But, it doesn't stop at grief. It continues. There are friends lost, those closest to my heart, my soul, “This,” it is just too much. I understand. How can I put that into words? It is a pain beyond pride, but a knife that cuts as deep as death itself. I miss you. I’m at once sorry you knew Ben and glad he touched your life, he was like a son, I’m sorry you had to witness…This. But, those words make no sense; it is trauma and grief speaking. They said not to apologize. But, I’m sorry.

And continues, “Ma’am, you can’t go home, the police are there to investigate; no one can enter.” Not comprehending, “To investigate?! But, I need my glasses, my clothes! We can’t leave the ER tonight, he’s not safe!” Facing the police at our house the next morning of catatonia and shock, I stuttered in shock, “You want to see what? WHY?” My world spinning; lawyer, mother, wife. Who am I anymore? This is a dream, I’m sure. Just keep it together, I told myself, you’ve got to be the strong one or the world will surely fall apart.

The State of Connecticut Department of Children and Families: "Sign this. He can only have supervised visits with his girls.” I blink: “What?” The words on the page blurring, meaning nothing, Ben’s dead, my only truth. Months later, I saw my signature on the bottom line, but was it the ghost of me that held the pen? There was no expiration date, Can my girls never see their father alone again? Soccer, daddy dates at Starbucks, God help me, I thought.

It has yet to end. Will it ever end? Can we, can I, can my girls just rest and heal and be at peace? I am their mother; I wasn’t even involved that day. I’m so confused. This is not logical anymore. 

Daily, we wake up anxious. My phone rings, a rush of anxiety pulses through my nerves, what is next? Force us to do What?! No. I’m their mother. They are innocent and will remain so. I will ensure a tragedy does not take away the only thing they have ever known – love, happiness and joy.

My oldest daughter, after we watched a movie with friends, crying in the car: “I just want to go on a play date now! Why do I have to go home to talk to them again?! Why can’t they just leave me alone so I can move on and be just be happy?”

“I know, honey, but we just have to, since Ben died. You understand. I’m doing my best to make it stop,” I replied.

Friday, November 7th, 5:30 pm, Kyle stated, so matter-of-factly (since haven’t we known all along, through our lack of faith in justice?), “So, my lawyer just called. They’re going to charge me with a misdemeanor. And, like we agreed, I can just surrender in the next few days.”

Lessons learned of media parked on our street, beating on our door, a frenzy that will change our family’s reality forever. How soon will they find out? I will not let this ruin the good family life we all know to be true. The girls -

We had come so far. The moments of joy returning, laughter, hope, the holidays were upon us. In that instant, we fell, sharply, endlessly

back       to

Square One.

My mind wandered to the days after Ben’s death, Kyle lying in bed, friends coming in and out on shifts to ensure he was safe. “Hun, I’ve got to get you a lawyer.”

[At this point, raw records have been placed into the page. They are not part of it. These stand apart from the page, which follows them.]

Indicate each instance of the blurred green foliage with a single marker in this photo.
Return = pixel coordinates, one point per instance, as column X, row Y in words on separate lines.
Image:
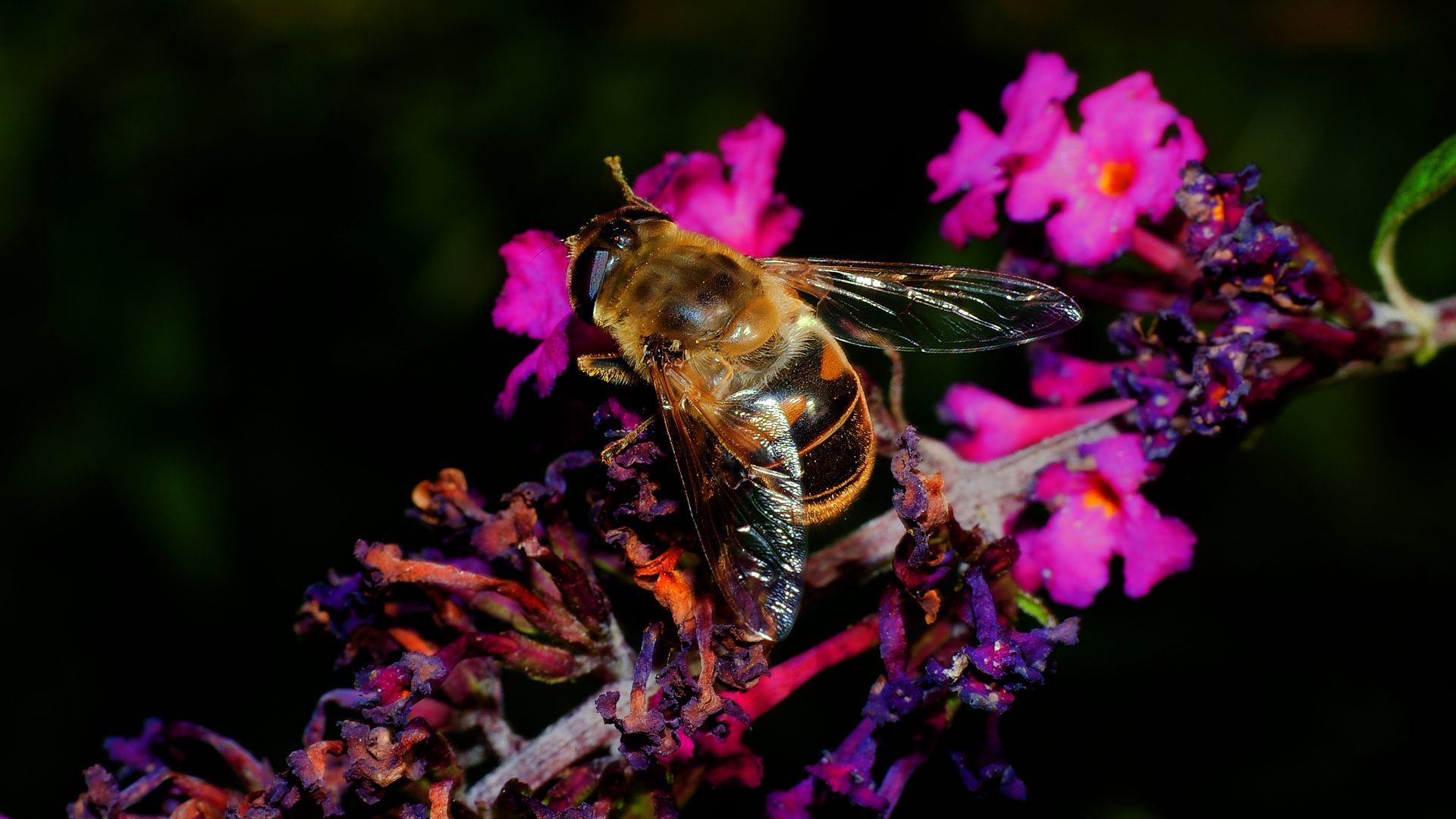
column 248, row 254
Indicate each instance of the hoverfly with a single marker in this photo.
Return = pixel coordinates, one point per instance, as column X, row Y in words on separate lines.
column 766, row 419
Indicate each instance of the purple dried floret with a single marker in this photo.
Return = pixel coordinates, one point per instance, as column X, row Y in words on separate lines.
column 848, row 768
column 645, row 733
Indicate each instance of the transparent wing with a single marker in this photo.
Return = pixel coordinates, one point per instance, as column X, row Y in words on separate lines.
column 927, row 308
column 742, row 475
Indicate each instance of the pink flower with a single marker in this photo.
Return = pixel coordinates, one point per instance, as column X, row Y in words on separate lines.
column 533, row 303
column 1120, row 165
column 999, row 428
column 976, row 164
column 742, row 210
column 1066, row 379
column 1095, row 513
column 1062, row 379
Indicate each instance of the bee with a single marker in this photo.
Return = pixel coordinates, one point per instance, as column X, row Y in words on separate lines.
column 766, row 419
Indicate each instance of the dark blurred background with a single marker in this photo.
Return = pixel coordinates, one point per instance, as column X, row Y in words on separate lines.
column 248, row 253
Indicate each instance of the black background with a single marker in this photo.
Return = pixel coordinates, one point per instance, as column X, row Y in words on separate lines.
column 248, row 257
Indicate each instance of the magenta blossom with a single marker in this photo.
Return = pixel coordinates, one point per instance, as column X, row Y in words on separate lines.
column 1063, row 381
column 1098, row 512
column 979, row 158
column 1120, row 165
column 742, row 210
column 992, row 426
column 533, row 303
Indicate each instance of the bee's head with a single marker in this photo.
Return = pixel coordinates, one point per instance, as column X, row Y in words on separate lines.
column 606, row 242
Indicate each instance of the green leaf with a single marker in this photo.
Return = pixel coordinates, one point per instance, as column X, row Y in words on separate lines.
column 1034, row 608
column 1427, row 180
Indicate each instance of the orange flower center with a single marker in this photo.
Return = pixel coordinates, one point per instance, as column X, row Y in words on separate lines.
column 1117, row 178
column 1216, row 392
column 1103, row 496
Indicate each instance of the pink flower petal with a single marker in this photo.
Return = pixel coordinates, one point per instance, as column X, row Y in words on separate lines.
column 999, row 428
column 1152, row 545
column 742, row 210
column 1092, row 229
column 1066, row 379
column 1034, row 188
column 1117, row 167
column 533, row 299
column 974, row 215
column 974, row 159
column 1033, row 104
column 545, row 363
column 1120, row 463
column 1069, row 554
column 1097, row 513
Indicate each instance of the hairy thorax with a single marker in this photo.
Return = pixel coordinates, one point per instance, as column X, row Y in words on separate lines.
column 704, row 305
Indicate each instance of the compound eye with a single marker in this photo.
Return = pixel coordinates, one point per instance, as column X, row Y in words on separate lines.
column 620, row 234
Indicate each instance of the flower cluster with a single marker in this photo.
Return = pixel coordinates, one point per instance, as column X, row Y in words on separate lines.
column 1238, row 312
column 1122, row 162
column 967, row 653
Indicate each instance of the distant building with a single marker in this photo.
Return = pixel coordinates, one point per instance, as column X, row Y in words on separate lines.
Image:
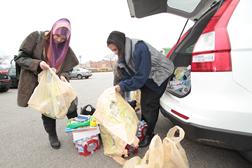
column 103, row 65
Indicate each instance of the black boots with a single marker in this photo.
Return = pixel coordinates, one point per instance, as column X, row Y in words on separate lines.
column 50, row 127
column 146, row 141
column 54, row 141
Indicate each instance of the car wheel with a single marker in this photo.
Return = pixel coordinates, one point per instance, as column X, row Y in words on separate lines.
column 79, row 76
column 247, row 155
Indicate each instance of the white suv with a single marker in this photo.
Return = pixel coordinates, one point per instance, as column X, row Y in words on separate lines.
column 210, row 92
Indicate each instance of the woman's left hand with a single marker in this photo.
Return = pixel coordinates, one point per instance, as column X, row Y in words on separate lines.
column 63, row 78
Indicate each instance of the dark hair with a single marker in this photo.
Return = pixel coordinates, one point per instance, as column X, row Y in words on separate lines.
column 117, row 38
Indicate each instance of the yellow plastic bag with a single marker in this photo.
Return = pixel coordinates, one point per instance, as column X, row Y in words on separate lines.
column 175, row 155
column 170, row 153
column 136, row 95
column 52, row 97
column 118, row 123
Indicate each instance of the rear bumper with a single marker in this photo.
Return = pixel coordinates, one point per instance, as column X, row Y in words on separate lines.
column 212, row 136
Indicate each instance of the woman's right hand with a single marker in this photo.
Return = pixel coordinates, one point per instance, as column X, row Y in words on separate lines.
column 43, row 65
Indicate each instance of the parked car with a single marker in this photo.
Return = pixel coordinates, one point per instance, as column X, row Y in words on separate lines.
column 80, row 73
column 4, row 80
column 210, row 93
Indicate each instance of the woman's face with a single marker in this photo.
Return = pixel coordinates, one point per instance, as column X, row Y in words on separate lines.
column 58, row 38
column 113, row 48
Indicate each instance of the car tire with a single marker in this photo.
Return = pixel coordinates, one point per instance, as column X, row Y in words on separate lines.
column 247, row 155
column 79, row 76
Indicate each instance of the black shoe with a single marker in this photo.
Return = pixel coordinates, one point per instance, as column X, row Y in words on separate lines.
column 146, row 141
column 54, row 141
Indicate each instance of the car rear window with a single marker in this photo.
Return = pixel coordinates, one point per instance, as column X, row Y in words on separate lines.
column 187, row 6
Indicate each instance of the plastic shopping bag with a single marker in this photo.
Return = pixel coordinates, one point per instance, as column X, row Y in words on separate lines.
column 118, row 123
column 52, row 97
column 170, row 153
column 175, row 155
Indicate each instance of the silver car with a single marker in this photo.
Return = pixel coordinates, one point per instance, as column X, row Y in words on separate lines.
column 80, row 73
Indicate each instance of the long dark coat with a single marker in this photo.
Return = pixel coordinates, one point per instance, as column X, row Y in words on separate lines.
column 31, row 53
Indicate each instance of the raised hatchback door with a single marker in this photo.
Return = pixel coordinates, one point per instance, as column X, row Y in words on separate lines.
column 192, row 9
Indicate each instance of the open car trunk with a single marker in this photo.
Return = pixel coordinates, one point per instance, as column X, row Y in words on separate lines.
column 200, row 11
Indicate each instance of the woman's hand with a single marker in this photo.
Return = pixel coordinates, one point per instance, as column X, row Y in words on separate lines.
column 43, row 65
column 117, row 88
column 63, row 78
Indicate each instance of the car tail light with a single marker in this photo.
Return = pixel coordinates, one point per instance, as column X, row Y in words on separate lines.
column 212, row 51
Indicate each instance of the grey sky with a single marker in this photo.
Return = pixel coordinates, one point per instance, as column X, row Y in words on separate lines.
column 91, row 21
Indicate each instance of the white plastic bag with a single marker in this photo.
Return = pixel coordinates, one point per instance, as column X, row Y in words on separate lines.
column 118, row 123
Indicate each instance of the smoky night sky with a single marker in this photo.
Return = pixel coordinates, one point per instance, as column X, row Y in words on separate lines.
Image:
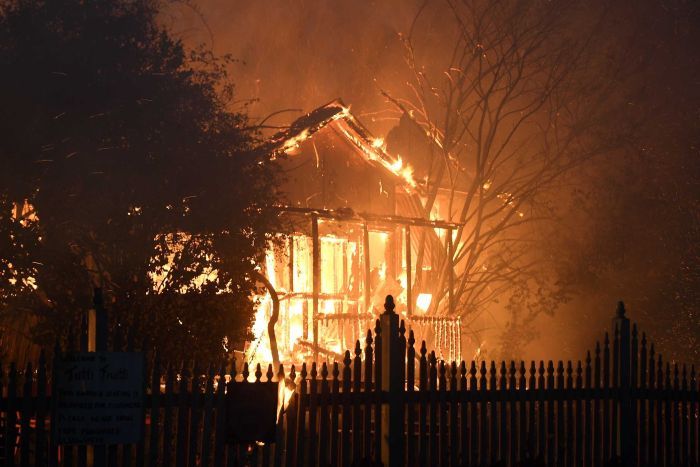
column 630, row 216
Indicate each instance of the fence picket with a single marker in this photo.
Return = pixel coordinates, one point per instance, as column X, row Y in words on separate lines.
column 643, row 440
column 182, row 418
column 346, row 448
column 423, row 423
column 377, row 390
column 464, row 428
column 559, row 407
column 11, row 417
column 291, row 425
column 589, row 426
column 693, row 409
column 502, row 416
column 570, row 422
column 474, row 451
column 219, row 407
column 356, row 407
column 25, row 417
column 579, row 452
column 42, row 408
column 522, row 415
column 368, row 388
column 323, row 423
column 606, row 399
column 196, row 413
column 453, row 449
column 411, row 440
column 312, row 427
column 207, row 416
column 434, row 454
column 300, row 453
column 443, row 415
column 335, row 404
column 652, row 437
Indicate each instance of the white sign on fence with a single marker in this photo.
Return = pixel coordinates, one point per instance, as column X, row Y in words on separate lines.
column 99, row 398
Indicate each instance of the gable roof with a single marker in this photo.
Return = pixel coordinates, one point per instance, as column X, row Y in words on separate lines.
column 336, row 113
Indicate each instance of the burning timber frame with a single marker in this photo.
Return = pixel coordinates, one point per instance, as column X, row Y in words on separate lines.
column 341, row 165
column 405, row 223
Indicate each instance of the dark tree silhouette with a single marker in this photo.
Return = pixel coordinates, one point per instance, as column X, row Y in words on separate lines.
column 121, row 166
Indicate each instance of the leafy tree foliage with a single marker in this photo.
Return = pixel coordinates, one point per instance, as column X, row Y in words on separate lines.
column 122, row 166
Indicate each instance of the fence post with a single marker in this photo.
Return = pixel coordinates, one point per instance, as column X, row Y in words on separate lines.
column 626, row 423
column 392, row 385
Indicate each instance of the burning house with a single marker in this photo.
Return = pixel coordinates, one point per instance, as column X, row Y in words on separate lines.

Catatonic, shock, deepest depths of trauma, “What?”he paused. Tears, shaking, barely able to speak, “They can’t hurt me. Nothing can hurt me more than this.”

Weeks later, he verbalized the truth we all felt, “You know, I feel like the only way this will stop and our suffering will end is if I were to hang myself in the basement. But, the only thing they would regret is that they never got to see me in court, or harass us more about the girls, and I refuse to give them the satisfaction."

But, he is strong, so much stronger than any man I know. He never once questioned Life, other than a fleeting intellectual musing. He held firm to our love and continued on. Psychologists stunned, “Its amazing, no one even gives him credit for that feat.” But, I cannot help, in those groggy moments between dreaming and wakefulness at night, when I hear my phone vibrate, my heart jumps, Is THIS the phone call where a friend calls me and whispers “Lindsey, its Kyle.”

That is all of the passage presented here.